Resources

People often ask me "How did you learn how to hack?" The answer: by reading. This page is a collection of the blog posts and other articles that I have accumulated over the years of my journey. Enjoy!

How to scan for vulnerabilities with GitHub Security Lab’s open source AI-powered framework- 1913

Github LabsPosted 11 Days Ago
  • GitHub Security Labs has an agent specialized in finding security vulnerabilities, as described here. Given a set of taskflows defined in YAML, the LLM will perform the actions described. This is meant to be a generalized framework for adding the appropriate context for a codebase, such as defining entry points and user roles. By using smaller tasks instead of a single large prompt, it forces each step to be done more accurately.
  • The taskflow starts with a threat modeling stage. This drastically helps reduce false positives. This identifies individual applications or sub-components, entrypoints for untrusted input and user actions. By understanding this, the context provided will help with the issue suggestion stage. In the issue suggestion stage, an emphasis is put on the intended usage and risk from untrusted input above everything else. The LLM has the freedom to explore and suggest different vulnerabilities here.
  • In the issue auditing stage, it takes the suggestions of vulnerability classes and attempts to find issues. This is a lot of complicated prompting, mostly. To avoid LLM hallucinations, it asks for a concrete attack scenario and provide concrete evidence in the source code. Another trick is that is says there may NOT be vulnerabilities in the component. To avoid unnecessary reports, it emphasis's only high severity problems should be reported and to consult the threat model for whether something has impact or not.
  • After creating this, they decided to run this on several open source web applications. Within Outline they found an authorization logic vulnerability that allowed for privilege escalation. In particular, a lower privilege user with READ/WRITE on a document was able to manage groups on a document. This would have allowed a non-admin document collaborator to grant permissions via groups, including admin permissions.
  • The next set of vulnerabilities was found was in PHP Commerce websites. In WooCommerce, they found a single way to review all guest orders. In Spree Commerce, they found a way to emuerate addresses and phone numbers on all guest orders because of an incrementing value. I suppose this makes sense; guest checkouts are permissionless so it becomes difficult to scope who has access to them.
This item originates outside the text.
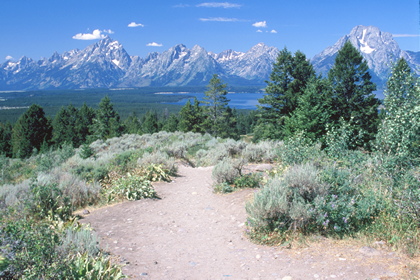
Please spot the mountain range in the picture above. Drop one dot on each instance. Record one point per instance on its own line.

  • The final vulnerability was a funny subtly of TypeScript. When doing password validations using bcrypt in a separate function, it returns a promise. When using this value, it performed an && operation for a boolean on the promise! Promises are always truey. So, the boolean valid was always true when a user had a bcrypt password set. It's interesting that the LLM picked out this subtle bug. This realistically should have been found via testing... a single happy and sad test case would have solved this.
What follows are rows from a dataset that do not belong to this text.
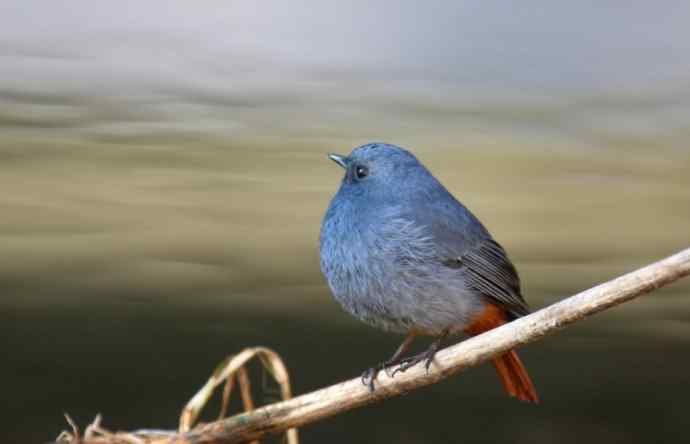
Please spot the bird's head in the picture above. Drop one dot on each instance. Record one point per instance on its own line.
(379, 168)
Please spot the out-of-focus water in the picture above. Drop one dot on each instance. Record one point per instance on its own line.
(161, 195)
(132, 265)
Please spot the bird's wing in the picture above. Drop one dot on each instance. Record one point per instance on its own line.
(490, 272)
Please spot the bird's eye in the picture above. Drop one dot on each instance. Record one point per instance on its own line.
(361, 171)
  • When running the tool on 40 repos, they found 1K potential issues. After the audit stage, 139 were marked as legitimate. After de-duplication, 91 were valid; this was required because they ran the tool multiple times to find more bugs. Of those 91, 20 were straight false positives, 52 were extremely low severity bugs and 19 had meaningful impact to report.
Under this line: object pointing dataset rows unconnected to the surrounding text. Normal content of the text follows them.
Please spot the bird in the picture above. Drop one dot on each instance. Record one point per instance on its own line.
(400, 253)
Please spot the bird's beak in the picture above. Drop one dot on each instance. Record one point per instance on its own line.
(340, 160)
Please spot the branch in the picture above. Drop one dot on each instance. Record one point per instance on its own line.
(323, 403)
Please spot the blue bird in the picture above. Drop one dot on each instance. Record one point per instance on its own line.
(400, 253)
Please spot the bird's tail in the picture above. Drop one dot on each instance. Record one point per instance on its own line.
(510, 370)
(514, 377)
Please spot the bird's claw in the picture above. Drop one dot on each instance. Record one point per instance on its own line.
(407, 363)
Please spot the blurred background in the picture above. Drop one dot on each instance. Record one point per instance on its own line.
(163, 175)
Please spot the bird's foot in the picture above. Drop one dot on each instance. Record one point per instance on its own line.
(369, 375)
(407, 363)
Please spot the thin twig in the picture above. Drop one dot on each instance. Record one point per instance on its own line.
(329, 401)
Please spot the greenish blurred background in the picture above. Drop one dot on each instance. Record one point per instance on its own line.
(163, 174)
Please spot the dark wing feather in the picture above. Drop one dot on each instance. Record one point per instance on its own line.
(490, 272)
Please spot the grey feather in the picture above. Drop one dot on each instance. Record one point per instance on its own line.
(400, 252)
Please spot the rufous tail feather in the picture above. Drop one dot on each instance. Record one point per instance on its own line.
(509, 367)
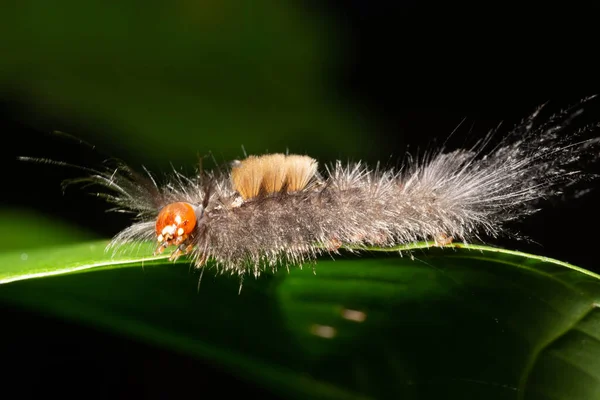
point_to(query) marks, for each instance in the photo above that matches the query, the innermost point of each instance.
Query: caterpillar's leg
(442, 240)
(180, 251)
  • In a table, they show the classes of vulnerabilities that they have found. The most common are access control issues; this feels like a class of issues that LLMs are better at finding than classic static analysis because of the context required to understand it. The tool found several XSS and CSRF issues as well; given the amount of PHP code they scanned, this makes a little more sense. From there, authentication, path traversal and SSSRF had some hits as well. Authentication issues tend to be critical so it's surprising to me that these many issues were found.
  • From the takeaways, they point out that LLMs are good at finding logical bugs. TMore complicated logic bugs are probably not going to be found for a while, imo. They claim that LLMs are good at rejecting low-severity issues, which reduces the noise drastically. They note that when protections are across different sections of the codebase or are mitigated by third-party things, such as the browser, it struggles. Finally, LLMs are very good at threat modeling. It's able to account for expected usage very well. Overall, a fantastic post on LLM bug hunting!